• Login
  • login to access premium content (it's free).

Parsing URL's and file paths

ramblings about maintainable code

So today I wrote this ugly little piece of code

<<
 reverse(chopleft(replace(reverse(replaceall(
  getenv('DOCUMENT_ROOT')+'/'
 ,'//','/')),'/',''),'/'))
>>

The task I am trying to accomplish is I want to take DOCUMENT_ROOT and remove the last part of the path, I wanted a one liner and I discovered that DOCUMENT_ROOT may not always have a trailing slash. So that added to the complexity of the one liner.

  1. Add Trailing /
  2. Replace all // with / (in case adding it wasn't needed)
  3. Reverse the result
  4. Remove the first /
  5. Chop everything to the left of the first /
  6. reverse again

These...

/home/docs/public_html
/home/docs/public_html/

Would produce...

/home/docs/

Done!

So It would be nice to have a URL/File Path parsing system. Perhaps something like...

pathdice('/1/2/3','/.../-1')  ==> /1/2
pathdice('/1/2/3/','/.../-1') ==> /1/2/

Are there libraries like this for other Languages? If so how do they tackle the problem?

The issue I am trying to solve is I want to have maintainable code, and a one liner like that is almost impossible to recognize the original intent of the one writing the code, so it is not maintainable.

If instead I had some generalized file path library and I used it then the intent of my code would be clear to the person looking it at some point in the future.

The code as written does give a few clues into my intent. First since I am asking for document_root I can see I am expecting to be dealing with a file path. And since I am using a forward slash then I understand the file paths not to have back slashes in them.

But beyond that the code isn't clear at all as to intent.

In the absence of any type of library heavy comments are probably the next best thing. Of course comments can be get out of sync with the actual code.

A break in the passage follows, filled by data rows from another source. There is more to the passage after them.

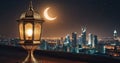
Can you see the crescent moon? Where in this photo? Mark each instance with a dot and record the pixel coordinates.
(47, 16)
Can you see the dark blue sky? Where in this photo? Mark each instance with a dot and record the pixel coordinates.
(100, 16)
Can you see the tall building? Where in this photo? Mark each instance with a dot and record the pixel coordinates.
(95, 41)
(67, 40)
(83, 36)
(90, 39)
(74, 39)
(115, 34)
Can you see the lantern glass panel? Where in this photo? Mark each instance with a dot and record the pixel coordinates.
(28, 31)
(37, 31)
(21, 31)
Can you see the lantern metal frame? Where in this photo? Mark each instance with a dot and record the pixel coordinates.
(30, 44)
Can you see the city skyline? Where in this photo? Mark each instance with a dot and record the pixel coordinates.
(100, 17)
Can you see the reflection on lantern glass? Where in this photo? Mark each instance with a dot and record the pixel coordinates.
(29, 32)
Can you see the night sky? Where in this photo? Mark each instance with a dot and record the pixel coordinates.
(100, 16)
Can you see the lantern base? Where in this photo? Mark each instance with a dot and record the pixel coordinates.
(30, 58)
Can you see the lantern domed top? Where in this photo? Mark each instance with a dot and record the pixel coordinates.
(30, 13)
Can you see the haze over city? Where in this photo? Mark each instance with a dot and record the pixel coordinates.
(100, 16)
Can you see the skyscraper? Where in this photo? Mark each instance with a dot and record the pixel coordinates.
(74, 39)
(90, 39)
(95, 41)
(83, 36)
(115, 34)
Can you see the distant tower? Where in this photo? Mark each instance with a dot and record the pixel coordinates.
(90, 40)
(83, 35)
(67, 39)
(74, 39)
(95, 41)
(115, 34)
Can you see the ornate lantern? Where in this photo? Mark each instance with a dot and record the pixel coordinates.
(30, 28)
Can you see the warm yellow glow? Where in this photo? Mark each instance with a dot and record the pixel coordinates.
(47, 16)
(29, 32)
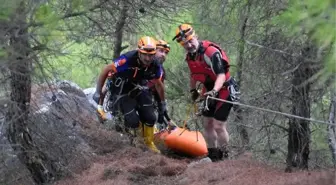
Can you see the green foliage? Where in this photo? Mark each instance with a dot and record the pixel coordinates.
(7, 8)
(317, 19)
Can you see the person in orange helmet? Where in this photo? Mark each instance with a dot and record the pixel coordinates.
(209, 65)
(132, 71)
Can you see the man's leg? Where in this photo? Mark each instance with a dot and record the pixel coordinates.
(148, 118)
(128, 110)
(220, 122)
(210, 133)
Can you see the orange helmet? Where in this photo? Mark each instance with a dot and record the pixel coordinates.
(184, 33)
(163, 44)
(147, 45)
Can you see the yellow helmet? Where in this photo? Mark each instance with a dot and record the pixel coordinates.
(184, 33)
(163, 44)
(147, 45)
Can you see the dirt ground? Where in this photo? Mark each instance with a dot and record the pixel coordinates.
(134, 166)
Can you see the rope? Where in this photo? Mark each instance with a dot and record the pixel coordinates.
(269, 110)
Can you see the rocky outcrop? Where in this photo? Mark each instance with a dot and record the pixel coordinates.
(63, 124)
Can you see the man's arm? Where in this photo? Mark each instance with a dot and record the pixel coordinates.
(192, 83)
(103, 75)
(159, 87)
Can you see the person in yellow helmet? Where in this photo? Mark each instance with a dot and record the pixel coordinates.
(132, 71)
(209, 65)
(162, 50)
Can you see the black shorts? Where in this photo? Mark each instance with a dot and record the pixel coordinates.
(138, 108)
(218, 109)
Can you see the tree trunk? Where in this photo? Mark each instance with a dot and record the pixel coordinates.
(20, 68)
(240, 59)
(331, 128)
(299, 130)
(118, 48)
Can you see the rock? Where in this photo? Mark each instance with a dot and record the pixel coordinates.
(202, 161)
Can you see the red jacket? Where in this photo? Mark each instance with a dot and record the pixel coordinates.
(201, 67)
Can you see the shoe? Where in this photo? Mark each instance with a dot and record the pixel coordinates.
(215, 154)
(148, 134)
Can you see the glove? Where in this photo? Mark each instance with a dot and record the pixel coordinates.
(96, 97)
(213, 93)
(194, 94)
(101, 112)
(162, 106)
(160, 119)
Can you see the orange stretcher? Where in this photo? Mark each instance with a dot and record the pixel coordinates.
(183, 140)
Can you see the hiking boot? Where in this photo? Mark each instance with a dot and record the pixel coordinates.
(215, 154)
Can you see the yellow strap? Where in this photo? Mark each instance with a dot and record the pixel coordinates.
(188, 116)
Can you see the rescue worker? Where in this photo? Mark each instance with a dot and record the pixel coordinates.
(209, 65)
(162, 50)
(132, 71)
(100, 108)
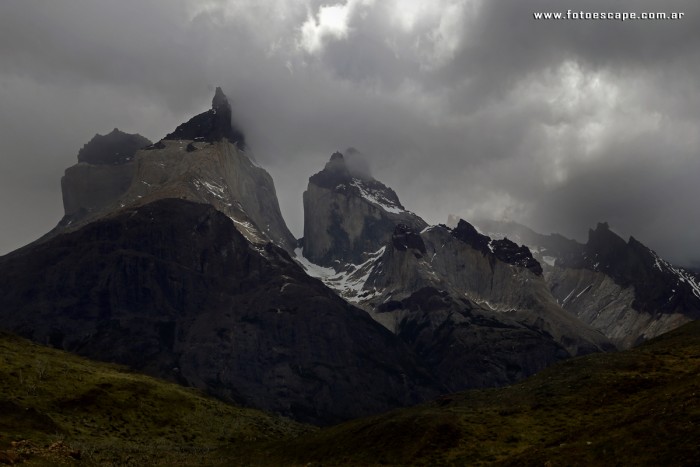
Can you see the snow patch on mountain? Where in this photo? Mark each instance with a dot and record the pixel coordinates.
(376, 197)
(348, 282)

So would my original code be better written...

<<
 reverse(chopleft(replace(reverse(replaceall(
  getenv('DOCUMENT_ROOT')+'/'
 ,'//','/')),'/',''),'/'))

 #
 # 1. Add Trailing /
 # 2. Replace all // with / (in case adding it wasn't needed)
 # 3. Reverse the result
 # 4. Remove the first /
 # 5. Chop everything to the left of the first /
 # 6. reverse again
/#

>>